1 This is an annualised target only and not a profit forecast. There can be no assurance that this target will be met or that the Company will make any distributions at all.

2 as at 18 May 2015.

 

Use of the proceeds

 

The Company intends to use the net proceeds of the Issue and the Placing Programme to:

(i)         repay amounts drawn on the credit facility;

(ii)        repay any additional amounts drawn on the credit facility in due course; and

(iii)       fund the acquisition of further investments in accordance with the investment policy, or for other working capital purposes.

 

Expected timetable

 

Publication of the prospectus

Early June 2015

Publication of the results of the Issue

Early July 2015

Admission of and dealings in Ordinary Shares

Mid July 2015

Placing Programme commences

Mid July 2015

 

Winterflood Securities Limited is acting as sole sponsor, financial adviser and bookrunner to the Company.

 

For further information please contact:

 

 

John Laing Capital Management Limited

David Hardy

Chris Tanner

Telephone: +44(0)20 7901 3559


 

 

Winterflood Securities Limited

Darren Willis

Joe Winkley

Neil Langford

Telephone: +44(0)20 3100 0000

 

 

Important information

 

The content of this announcement, which has been prepared by and is the sole responsibility of John Laing Environmental Assets Group Limited (the "Company"), has been approved by John Laing Capital Management Limited (the "Investment Adviser") solely for the purposes of section 21(2) (b) of the Financial Services and Markets Act 2000 (as amended).

 

This announcement is an advertisement. It does not constitute a prospectus relating to the Company and does not constitute, or form part of, any offer or invitation to sell or issue, or any solicitation of any offer to purchase or subscribe for, any shares in the Company in any jurisdiction nor shall it, or any part of it, or the fact of its distribution, form the basis of, or be relied on in connection with or act as any inducement to enter into, any contract therefor.

 

Recipients of this announcement who are considering acquiring shares in the Company following publication of the prospectus in connection with the Issue and the Placing Programme (the "Prospectus") are reminded that any such acquisition must be made only on the basis of the information contained in the Prospectus and any supplement or supplements thereto which may be different from the information contained in this announcement.

 

Winterflood Securities Limited ("Winterflood"), which is authorised and regulated by the Financial Conduct Authority, is acting only for the Company in connection with the matters described in this announcement and is not acting for or advising any other person, or treating any other person as its client, in relation thereto and will not be responsible for providing the regulatory protection afforded to clients of Winterflood or advice to any other person in relation to the matters contained herein.

 

The shares of the Company have not been, nor will they be, registered under the US Securities Act of 1933, as amended, or with any securities regulatory authority of any state or other jurisdiction of the United States or under the applicable securities laws of Australia, Canada, Japan, New Zealand or South Africa. Further, the Company has not been and will not be registered under the US Investment Company Act of 1940, as amended.
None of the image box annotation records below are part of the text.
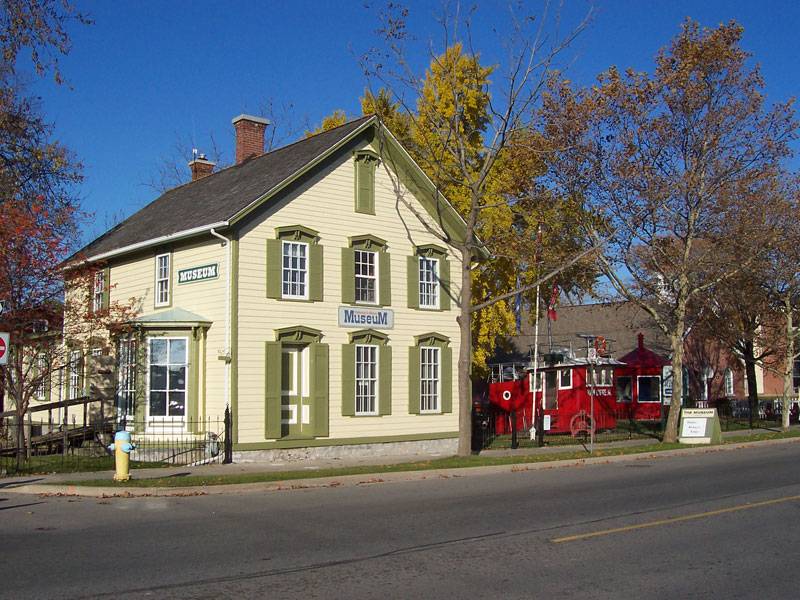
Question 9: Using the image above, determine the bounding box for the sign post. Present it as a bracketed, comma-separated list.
[0, 331, 10, 365]
[678, 408, 722, 444]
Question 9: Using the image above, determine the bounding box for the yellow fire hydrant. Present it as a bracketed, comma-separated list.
[108, 431, 136, 481]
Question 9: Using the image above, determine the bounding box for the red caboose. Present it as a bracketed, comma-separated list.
[615, 333, 670, 421]
[489, 342, 624, 435]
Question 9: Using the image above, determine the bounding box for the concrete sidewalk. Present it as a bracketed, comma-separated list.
[0, 428, 800, 496]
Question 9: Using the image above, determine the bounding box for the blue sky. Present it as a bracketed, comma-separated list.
[31, 0, 800, 246]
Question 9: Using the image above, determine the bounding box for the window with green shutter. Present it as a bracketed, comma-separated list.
[342, 329, 392, 417]
[89, 267, 111, 313]
[408, 333, 453, 415]
[266, 225, 324, 302]
[406, 244, 452, 310]
[342, 235, 392, 306]
[353, 150, 379, 215]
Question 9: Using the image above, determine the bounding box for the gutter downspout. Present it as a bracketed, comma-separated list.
[208, 227, 232, 408]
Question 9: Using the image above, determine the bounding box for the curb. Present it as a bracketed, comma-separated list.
[0, 438, 800, 498]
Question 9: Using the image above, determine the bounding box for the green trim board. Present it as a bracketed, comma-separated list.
[233, 431, 458, 451]
[341, 329, 392, 419]
[408, 331, 453, 415]
[265, 231, 325, 302]
[136, 326, 205, 428]
[353, 150, 380, 215]
[678, 408, 722, 444]
[228, 234, 239, 444]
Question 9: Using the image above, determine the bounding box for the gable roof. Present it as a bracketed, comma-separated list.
[73, 115, 377, 260]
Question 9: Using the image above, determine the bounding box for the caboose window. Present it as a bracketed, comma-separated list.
[637, 375, 661, 402]
[617, 377, 633, 402]
[558, 369, 572, 390]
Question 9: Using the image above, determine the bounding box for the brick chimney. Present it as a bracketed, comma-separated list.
[231, 115, 269, 165]
[189, 154, 217, 181]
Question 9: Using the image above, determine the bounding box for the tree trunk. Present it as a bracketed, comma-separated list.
[11, 350, 27, 469]
[742, 340, 758, 429]
[458, 248, 472, 456]
[663, 324, 683, 443]
[781, 298, 794, 431]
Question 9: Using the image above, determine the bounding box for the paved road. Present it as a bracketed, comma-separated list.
[0, 443, 800, 600]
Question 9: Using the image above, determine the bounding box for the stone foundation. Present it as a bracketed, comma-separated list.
[233, 438, 458, 463]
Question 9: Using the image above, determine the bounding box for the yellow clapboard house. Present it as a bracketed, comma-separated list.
[65, 115, 476, 456]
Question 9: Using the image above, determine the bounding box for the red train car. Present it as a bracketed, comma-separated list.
[489, 334, 668, 435]
[489, 354, 623, 435]
[614, 333, 670, 421]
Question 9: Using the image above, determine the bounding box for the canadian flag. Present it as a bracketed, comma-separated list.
[547, 283, 558, 321]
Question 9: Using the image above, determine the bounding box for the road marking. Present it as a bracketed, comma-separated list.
[550, 495, 800, 544]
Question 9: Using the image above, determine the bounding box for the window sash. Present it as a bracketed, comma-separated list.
[155, 254, 171, 306]
[147, 337, 189, 418]
[92, 271, 106, 311]
[354, 250, 378, 304]
[558, 369, 572, 390]
[419, 346, 441, 413]
[281, 242, 308, 300]
[117, 340, 137, 417]
[355, 344, 378, 415]
[419, 256, 439, 308]
[33, 354, 50, 400]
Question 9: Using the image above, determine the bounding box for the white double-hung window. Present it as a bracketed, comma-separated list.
[419, 256, 439, 308]
[356, 344, 378, 415]
[354, 250, 378, 304]
[68, 350, 83, 400]
[155, 254, 172, 306]
[281, 241, 308, 300]
[92, 270, 106, 312]
[419, 346, 442, 413]
[148, 338, 188, 417]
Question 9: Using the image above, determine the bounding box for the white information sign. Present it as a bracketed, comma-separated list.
[0, 332, 11, 365]
[681, 419, 706, 437]
[678, 408, 722, 444]
[661, 365, 672, 404]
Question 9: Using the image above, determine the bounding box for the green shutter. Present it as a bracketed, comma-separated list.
[103, 267, 111, 309]
[267, 240, 283, 299]
[308, 244, 325, 302]
[378, 252, 392, 306]
[408, 346, 419, 415]
[264, 342, 281, 439]
[439, 258, 451, 310]
[407, 256, 419, 308]
[310, 343, 330, 437]
[356, 158, 375, 215]
[342, 344, 356, 417]
[378, 345, 392, 415]
[342, 248, 356, 304]
[441, 348, 453, 412]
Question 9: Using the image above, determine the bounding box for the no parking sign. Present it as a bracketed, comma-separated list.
[0, 331, 8, 365]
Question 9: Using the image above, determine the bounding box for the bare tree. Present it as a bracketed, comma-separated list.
[546, 21, 797, 441]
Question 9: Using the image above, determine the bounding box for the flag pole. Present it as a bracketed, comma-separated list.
[531, 285, 544, 439]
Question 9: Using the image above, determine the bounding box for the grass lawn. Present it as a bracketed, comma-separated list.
[57, 431, 800, 488]
[0, 454, 170, 477]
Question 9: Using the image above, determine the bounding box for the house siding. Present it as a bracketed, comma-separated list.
[237, 138, 460, 444]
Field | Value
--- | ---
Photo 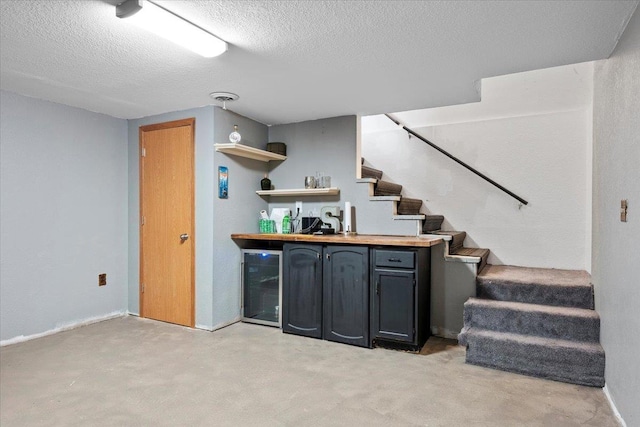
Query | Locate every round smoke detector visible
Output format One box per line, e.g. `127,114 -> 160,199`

209,92 -> 240,110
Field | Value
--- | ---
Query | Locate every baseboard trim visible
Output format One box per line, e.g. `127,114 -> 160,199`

210,316 -> 240,331
602,383 -> 627,427
0,311 -> 127,347
431,326 -> 460,340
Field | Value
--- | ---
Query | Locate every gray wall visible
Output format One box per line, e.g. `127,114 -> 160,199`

0,91 -> 127,341
268,116 -> 366,220
129,106 -> 267,329
210,107 -> 268,329
592,6 -> 640,426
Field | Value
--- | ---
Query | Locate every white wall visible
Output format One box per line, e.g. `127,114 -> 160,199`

0,91 -> 127,341
592,5 -> 640,427
362,63 -> 593,270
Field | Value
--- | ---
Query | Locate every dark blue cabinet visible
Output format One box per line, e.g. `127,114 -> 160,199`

282,244 -> 322,338
323,246 -> 371,347
371,248 -> 431,351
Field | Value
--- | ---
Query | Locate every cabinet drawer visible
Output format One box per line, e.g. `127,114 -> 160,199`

375,249 -> 415,268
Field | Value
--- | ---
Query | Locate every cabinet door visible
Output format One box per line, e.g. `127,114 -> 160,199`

371,269 -> 416,342
323,246 -> 371,347
282,244 -> 322,338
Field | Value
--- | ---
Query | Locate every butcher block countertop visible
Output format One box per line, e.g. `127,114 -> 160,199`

231,233 -> 443,248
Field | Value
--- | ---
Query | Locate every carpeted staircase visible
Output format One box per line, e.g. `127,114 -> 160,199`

359,159 -> 604,387
360,158 -> 490,272
458,265 -> 605,387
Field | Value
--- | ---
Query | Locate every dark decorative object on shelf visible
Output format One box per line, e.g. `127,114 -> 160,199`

260,174 -> 271,190
267,142 -> 287,156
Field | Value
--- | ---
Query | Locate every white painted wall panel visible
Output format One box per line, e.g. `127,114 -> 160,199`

362,63 -> 593,270
592,7 -> 640,427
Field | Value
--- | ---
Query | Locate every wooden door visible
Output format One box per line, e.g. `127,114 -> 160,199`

140,119 -> 195,327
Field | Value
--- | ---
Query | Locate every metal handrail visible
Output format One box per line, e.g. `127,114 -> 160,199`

385,114 -> 529,205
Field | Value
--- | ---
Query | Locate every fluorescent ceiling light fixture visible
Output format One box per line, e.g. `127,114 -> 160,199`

116,0 -> 227,58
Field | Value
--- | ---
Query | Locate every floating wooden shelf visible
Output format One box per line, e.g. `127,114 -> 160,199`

256,187 -> 340,197
213,144 -> 287,162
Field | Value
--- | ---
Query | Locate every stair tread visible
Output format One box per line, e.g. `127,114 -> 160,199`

374,180 -> 402,196
360,165 -> 383,179
478,265 -> 591,287
464,328 -> 604,355
464,297 -> 600,319
451,247 -> 490,257
436,230 -> 467,237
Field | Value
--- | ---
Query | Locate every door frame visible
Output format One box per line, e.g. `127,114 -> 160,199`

138,117 -> 196,328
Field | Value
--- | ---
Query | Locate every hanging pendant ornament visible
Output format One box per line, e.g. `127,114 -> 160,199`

209,92 -> 240,110
229,125 -> 242,144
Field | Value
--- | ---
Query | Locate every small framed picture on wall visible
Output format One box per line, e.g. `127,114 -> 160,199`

218,166 -> 229,199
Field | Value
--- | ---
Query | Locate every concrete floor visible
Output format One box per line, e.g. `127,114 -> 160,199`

0,317 -> 618,427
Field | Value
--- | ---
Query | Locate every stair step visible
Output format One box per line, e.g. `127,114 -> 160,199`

461,328 -> 604,387
422,215 -> 444,233
398,197 -> 422,215
476,265 -> 593,309
360,165 -> 382,179
449,247 -> 491,273
464,298 -> 600,343
436,231 -> 467,255
373,181 -> 402,196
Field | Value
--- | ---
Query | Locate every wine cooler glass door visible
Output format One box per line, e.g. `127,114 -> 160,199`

242,249 -> 282,326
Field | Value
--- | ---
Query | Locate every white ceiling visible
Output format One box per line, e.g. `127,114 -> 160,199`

0,0 -> 638,124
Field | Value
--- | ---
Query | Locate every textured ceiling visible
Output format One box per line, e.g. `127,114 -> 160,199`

0,0 -> 638,124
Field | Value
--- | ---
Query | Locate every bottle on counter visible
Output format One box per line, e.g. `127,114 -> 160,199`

260,173 -> 271,190
282,215 -> 291,234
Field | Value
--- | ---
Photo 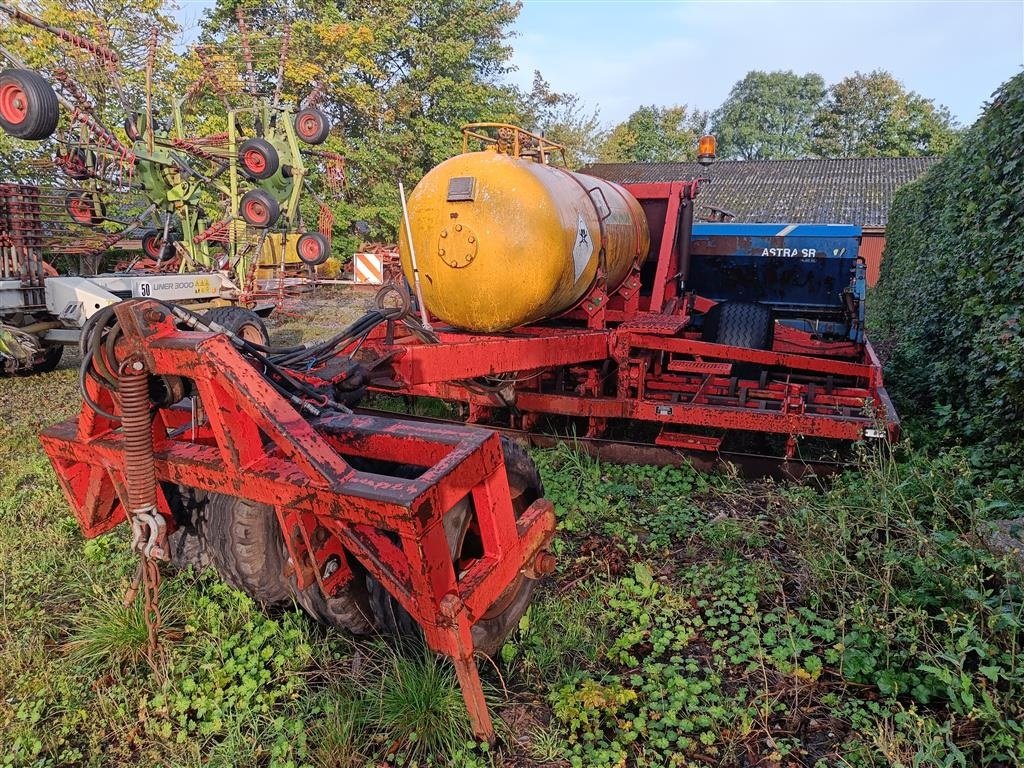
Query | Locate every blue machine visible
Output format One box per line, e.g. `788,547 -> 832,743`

685,223 -> 867,342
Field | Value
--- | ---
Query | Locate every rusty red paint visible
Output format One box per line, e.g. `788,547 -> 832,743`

40,301 -> 555,738
365,181 -> 899,452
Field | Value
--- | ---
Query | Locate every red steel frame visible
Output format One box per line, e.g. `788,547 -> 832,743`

41,301 -> 555,738
367,181 -> 899,458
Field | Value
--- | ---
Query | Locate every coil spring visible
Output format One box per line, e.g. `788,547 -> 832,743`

118,366 -> 157,513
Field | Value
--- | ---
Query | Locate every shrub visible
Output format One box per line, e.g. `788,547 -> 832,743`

872,70 -> 1024,470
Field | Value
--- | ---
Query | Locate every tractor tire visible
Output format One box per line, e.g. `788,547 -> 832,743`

201,306 -> 270,346
163,483 -> 213,572
295,232 -> 331,266
0,70 -> 60,141
239,189 -> 281,229
292,575 -> 374,635
702,301 -> 774,349
294,109 -> 331,144
367,437 -> 544,656
239,138 -> 281,181
204,494 -> 292,607
32,344 -> 63,374
65,189 -> 106,226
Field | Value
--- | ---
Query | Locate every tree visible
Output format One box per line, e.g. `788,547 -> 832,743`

523,71 -> 604,168
814,70 -> 958,158
205,0 -> 522,240
598,104 -> 708,163
0,0 -> 179,176
712,71 -> 825,160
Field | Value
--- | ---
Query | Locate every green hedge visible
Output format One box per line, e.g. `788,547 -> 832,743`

872,74 -> 1024,471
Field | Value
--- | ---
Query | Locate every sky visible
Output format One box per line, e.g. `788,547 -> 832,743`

510,0 -> 1024,125
178,0 -> 1024,125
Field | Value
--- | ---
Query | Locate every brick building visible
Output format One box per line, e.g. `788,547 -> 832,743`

582,158 -> 938,286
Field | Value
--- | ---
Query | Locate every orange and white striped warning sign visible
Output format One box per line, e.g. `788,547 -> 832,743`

352,253 -> 384,286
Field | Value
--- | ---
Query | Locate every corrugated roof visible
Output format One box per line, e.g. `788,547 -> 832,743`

582,158 -> 938,226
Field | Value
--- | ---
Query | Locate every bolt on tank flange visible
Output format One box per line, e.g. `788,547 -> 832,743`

437,224 -> 479,269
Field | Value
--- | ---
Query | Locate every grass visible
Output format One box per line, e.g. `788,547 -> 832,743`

0,296 -> 1024,768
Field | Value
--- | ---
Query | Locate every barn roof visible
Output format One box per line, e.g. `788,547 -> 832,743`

582,158 -> 938,226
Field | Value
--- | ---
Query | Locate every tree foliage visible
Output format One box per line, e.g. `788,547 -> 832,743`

523,71 -> 605,168
814,70 -> 956,158
874,75 -> 1024,473
598,104 -> 708,163
712,71 -> 825,160
196,0 -> 521,240
0,0 -> 179,178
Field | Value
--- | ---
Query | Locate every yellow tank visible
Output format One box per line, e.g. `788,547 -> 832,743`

399,125 -> 649,331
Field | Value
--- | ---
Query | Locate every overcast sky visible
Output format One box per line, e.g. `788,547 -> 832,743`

Subject to certain exceptions, the shares of the Company may not be offered or sold in any member state of the EU other than the United Kingdom, the United States of America, Canada, Australia, Japan, New Zealand or South Africa or to or for the account or benefit of any national, resident or citizen of any member state of the EU other than the United Kingdom, Canada, Australia, Japan, New Zealand or South Africa or any person located in the United States. The Issue, the Placing Programme and the distribution of this announcement in other jurisdictions may be restricted by law and the persons into whose possession this announcement comes should inform themselves about, and observe, any such restrictions.

 

This announcement may include "forward-looking statements". All statements other than statements of historical facts included in this announcement, including, without limitation, those regarding the Company's financial position, strategy, plans, proposed acquisitions and objectives are forward-looking statements.

 

Forward-looking statements are subject to risks and uncertainties and accordingly the Company's actual future financial results and operational performance may differ materially from the results and performance expressed in, or implied by, the statements.   These forward-looking statements speak only as at the date of this announcement. The Company, the Investment Adviser and Winterflood expressly disclaim any obligation or undertaking to update or revise any forward-looking statements contained herein to reflect actual results or any change in the assumptions, conditions or circumstances on which any such statements are based unless required to do so by the Financial Services and Markets Act 2000, the Prospectus Rules of the Financial Conduct Authority or other applicable laws, regulations or rules.

 

There is no guarantee that the Issue or the Placing Programme will occur and you should not base your financial decisions on the Company's intentions in relation to the Issue or the Placing Programme at this stage.  Acquiring shares to which this announcement relates may expose an investor to a significant risk of losing all of the amount invested. Persons considering making such an investment should consult an authorised person specialising in advising on such investments and should ensure that they fully understand and accept the risks which will be set out in the Prospectus, when published. This announcement does not constitute a recommendation concerning the Issue or the Placing Programme and no information in this announcement should be construed as providing financial, investment or other professional advice. The value of the Ordinary and/or C Shares can decrease as well as increase.  Past performance or information in this announcement or any of the documents relating to the Issue and/or the Placing Programme cannot be relied upon as a guide to future performance. The returns set out in this announcement are targets only. There is no guarantee that any returns set out in this announcement can be achieved or can be continued if achieved, nor that the Company will make any distributions whatsoever.

 

Apart from the responsibilities and liabilities, if any, which may be imposed by the Financial Services and Markets Act 2000 or the regulatory regime established thereunder, none of the Company, the Investment Adviser or Winterflood nor any of their respective affiliates accepts any responsibility or liability whatsoever for or makes any representation or warranty, express or implied, as to this announcement, including the truth, accuracy or completeness of the information in this announcement (or whether any information has been omitted from the announcement) or any other information relating to the Company, its subsidiaries or associated companies, whether written, oral or in a visual or electronic form, and howsoever transmitted or made available or for any loss howsoever arising from any use of the announcement or its contents or otherwise arising in connection therewith.  The Company, the Investment Adviser and Winterflood and their respective affiliates accordingly disclaim all and any liability whether arising in tort, contract or otherwise which they might otherwise have in respect of this announcement or its contents or otherwise arising in connection therewith.